Northern stereotypes notwithstanding, Wakefield, former county town of the West Riding, has commissioned an award-winning local pie maker to produce the signature dish – its exact filling yet to be determined – as part of a year-long series of events in the run-up to July’s landmark.
“Who doesn’t love a pie?” challenged Elizabeth Murphy, manager of the city’s Business Improvement District, who said the anniversary was a chance to change perceptions of Wakefield among residents and visitors alike.
“Too many people either don’t know or forget that Wakefield is a city. It has been for 130 years but we don’t celebrate that,” she said.
Rhubarb, force-grown in dark sheds, is Wakefield’s most famous export and in 2005 the council planted a sculpture of a rhubarb plant in Holmfield Park.
But the family firm of Hofmann’s, which will produce the celebration centrepiece, uses the fruit only as an optional topping on its pork pies.

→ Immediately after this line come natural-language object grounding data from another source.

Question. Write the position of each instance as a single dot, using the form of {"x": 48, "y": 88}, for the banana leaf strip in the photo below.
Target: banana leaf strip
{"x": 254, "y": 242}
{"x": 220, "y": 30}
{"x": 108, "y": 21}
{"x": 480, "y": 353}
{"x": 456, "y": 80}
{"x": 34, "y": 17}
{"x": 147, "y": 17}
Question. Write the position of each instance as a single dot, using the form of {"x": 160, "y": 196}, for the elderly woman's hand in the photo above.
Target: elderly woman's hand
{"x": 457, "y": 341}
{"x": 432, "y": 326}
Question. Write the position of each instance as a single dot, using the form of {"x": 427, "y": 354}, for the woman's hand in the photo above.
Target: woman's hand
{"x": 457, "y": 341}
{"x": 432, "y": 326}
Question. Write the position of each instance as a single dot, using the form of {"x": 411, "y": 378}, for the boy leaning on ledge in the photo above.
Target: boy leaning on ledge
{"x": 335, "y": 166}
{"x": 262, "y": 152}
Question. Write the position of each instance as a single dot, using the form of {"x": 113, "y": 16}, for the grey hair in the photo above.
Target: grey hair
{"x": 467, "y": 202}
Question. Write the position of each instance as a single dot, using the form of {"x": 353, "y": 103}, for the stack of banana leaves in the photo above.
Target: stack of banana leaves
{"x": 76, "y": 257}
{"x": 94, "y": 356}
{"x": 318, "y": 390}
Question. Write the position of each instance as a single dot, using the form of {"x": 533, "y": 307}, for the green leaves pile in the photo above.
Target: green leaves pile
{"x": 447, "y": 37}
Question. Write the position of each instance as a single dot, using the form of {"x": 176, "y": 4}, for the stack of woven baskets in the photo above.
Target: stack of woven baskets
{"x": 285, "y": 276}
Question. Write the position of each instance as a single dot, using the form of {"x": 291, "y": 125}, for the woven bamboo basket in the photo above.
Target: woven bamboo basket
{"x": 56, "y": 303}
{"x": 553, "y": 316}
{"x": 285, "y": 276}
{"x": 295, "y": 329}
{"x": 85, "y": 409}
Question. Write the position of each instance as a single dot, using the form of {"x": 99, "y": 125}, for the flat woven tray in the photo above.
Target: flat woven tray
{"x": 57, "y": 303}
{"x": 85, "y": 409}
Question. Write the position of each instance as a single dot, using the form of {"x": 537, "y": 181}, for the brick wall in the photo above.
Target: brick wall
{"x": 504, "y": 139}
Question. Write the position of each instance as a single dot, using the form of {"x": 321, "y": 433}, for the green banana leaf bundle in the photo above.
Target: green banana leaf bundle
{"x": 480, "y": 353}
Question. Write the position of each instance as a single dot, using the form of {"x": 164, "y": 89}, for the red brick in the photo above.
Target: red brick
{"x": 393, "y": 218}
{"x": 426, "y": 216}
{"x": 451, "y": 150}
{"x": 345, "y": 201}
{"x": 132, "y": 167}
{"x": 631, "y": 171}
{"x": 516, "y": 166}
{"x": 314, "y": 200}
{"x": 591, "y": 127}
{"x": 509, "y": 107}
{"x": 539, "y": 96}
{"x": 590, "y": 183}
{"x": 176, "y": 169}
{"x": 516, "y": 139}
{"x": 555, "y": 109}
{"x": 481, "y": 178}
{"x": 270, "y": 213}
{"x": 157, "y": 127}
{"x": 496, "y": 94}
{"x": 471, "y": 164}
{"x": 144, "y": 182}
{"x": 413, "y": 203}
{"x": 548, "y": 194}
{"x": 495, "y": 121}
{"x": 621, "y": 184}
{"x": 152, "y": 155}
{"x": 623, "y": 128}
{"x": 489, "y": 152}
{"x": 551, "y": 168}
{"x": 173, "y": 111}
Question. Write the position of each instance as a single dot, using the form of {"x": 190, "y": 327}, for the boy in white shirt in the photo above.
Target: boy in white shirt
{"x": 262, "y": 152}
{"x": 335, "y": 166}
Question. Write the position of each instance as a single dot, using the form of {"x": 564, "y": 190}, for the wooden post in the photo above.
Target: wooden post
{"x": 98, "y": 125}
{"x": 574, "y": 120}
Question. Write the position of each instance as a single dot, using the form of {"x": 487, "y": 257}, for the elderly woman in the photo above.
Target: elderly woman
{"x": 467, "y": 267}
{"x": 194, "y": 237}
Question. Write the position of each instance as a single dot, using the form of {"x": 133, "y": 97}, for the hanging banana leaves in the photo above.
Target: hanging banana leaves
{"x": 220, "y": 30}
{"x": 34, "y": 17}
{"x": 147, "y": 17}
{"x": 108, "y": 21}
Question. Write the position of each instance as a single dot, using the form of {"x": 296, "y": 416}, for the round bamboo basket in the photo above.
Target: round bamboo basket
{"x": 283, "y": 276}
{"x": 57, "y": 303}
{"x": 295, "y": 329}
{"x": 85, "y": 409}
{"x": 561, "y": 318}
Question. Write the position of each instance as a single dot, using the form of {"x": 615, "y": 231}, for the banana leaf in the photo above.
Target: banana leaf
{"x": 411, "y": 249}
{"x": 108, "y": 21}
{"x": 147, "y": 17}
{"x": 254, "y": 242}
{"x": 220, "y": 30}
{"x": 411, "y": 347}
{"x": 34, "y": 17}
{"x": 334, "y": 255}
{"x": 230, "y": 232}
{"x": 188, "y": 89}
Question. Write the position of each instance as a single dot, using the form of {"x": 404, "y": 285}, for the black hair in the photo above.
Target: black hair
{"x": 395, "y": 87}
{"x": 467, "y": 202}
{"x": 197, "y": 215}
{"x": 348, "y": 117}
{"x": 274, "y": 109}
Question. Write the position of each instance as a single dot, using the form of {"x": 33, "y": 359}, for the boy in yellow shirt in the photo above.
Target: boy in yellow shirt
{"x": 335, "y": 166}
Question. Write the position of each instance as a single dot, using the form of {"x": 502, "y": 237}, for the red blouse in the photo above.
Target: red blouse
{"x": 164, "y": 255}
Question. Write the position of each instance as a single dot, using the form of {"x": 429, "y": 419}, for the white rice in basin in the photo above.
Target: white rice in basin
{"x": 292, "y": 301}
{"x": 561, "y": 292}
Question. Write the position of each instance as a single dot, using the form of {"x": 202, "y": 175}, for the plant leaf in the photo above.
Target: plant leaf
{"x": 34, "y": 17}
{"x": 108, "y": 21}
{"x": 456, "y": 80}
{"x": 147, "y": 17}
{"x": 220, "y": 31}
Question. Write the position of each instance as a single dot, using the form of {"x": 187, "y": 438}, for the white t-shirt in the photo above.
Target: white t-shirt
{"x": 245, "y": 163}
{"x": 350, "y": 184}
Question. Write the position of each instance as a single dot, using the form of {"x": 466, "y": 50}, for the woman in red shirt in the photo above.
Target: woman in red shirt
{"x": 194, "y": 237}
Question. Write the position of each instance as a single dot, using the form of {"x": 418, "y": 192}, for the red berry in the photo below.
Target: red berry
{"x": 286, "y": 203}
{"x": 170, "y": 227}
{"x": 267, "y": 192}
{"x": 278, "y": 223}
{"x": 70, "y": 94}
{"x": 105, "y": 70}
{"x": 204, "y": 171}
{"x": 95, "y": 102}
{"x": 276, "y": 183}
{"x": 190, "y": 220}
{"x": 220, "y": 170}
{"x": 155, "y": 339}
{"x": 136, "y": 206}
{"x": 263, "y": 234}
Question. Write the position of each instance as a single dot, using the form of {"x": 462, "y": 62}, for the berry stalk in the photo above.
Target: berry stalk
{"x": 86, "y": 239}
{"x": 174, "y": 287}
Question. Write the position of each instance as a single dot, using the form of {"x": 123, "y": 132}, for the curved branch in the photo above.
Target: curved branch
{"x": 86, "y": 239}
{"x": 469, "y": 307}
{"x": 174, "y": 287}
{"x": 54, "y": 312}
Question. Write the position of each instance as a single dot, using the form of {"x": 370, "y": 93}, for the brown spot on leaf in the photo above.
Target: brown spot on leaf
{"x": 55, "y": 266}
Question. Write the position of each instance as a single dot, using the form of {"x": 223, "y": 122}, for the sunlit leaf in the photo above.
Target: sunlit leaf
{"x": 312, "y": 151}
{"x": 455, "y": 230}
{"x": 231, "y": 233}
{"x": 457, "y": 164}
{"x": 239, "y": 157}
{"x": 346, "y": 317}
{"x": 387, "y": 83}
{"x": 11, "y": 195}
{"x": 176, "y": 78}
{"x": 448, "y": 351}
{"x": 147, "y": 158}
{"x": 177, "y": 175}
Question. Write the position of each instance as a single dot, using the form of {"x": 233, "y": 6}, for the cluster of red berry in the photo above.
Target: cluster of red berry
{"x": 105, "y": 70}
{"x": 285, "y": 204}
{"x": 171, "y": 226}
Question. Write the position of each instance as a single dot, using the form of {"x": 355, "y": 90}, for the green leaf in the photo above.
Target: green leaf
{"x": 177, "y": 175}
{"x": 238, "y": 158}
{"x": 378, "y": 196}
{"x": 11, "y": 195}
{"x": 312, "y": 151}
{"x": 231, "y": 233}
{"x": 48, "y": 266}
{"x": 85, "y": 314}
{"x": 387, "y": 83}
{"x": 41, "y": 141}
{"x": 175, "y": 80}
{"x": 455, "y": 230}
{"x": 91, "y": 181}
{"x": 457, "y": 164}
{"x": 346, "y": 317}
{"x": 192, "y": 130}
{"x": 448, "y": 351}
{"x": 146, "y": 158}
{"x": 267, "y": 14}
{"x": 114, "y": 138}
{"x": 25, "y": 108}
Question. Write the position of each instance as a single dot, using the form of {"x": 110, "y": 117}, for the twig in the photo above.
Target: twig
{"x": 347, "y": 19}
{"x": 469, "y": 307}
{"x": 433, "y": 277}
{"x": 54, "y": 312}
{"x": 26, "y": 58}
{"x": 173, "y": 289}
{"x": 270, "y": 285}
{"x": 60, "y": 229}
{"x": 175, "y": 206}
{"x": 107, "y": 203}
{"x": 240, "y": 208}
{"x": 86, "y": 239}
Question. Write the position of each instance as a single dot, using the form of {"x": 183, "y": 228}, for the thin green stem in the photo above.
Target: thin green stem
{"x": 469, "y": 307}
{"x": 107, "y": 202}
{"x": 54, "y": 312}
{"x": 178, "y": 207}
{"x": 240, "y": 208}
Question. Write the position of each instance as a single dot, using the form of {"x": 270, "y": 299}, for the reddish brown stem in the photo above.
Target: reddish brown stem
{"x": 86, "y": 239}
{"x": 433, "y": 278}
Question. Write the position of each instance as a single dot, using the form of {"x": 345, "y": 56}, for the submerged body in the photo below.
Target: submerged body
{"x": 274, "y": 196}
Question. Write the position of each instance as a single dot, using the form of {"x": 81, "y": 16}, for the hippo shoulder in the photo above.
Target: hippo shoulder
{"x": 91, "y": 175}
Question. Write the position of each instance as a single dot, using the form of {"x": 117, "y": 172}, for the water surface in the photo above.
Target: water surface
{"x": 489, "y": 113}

Spokesman Nigel Hofmann said: “We want to try and capture the pride in our city, in pie form.”
Wakefield is a city by virtue of its cathedral, which will be the venue for an art exhibition based on ideas from teenagers and pensioners on how it might look in another 130 years.
Simon Cowling, Dean of Wakefield, said the event was an opportunity to help it “prosper and thrive over the next 130 years.”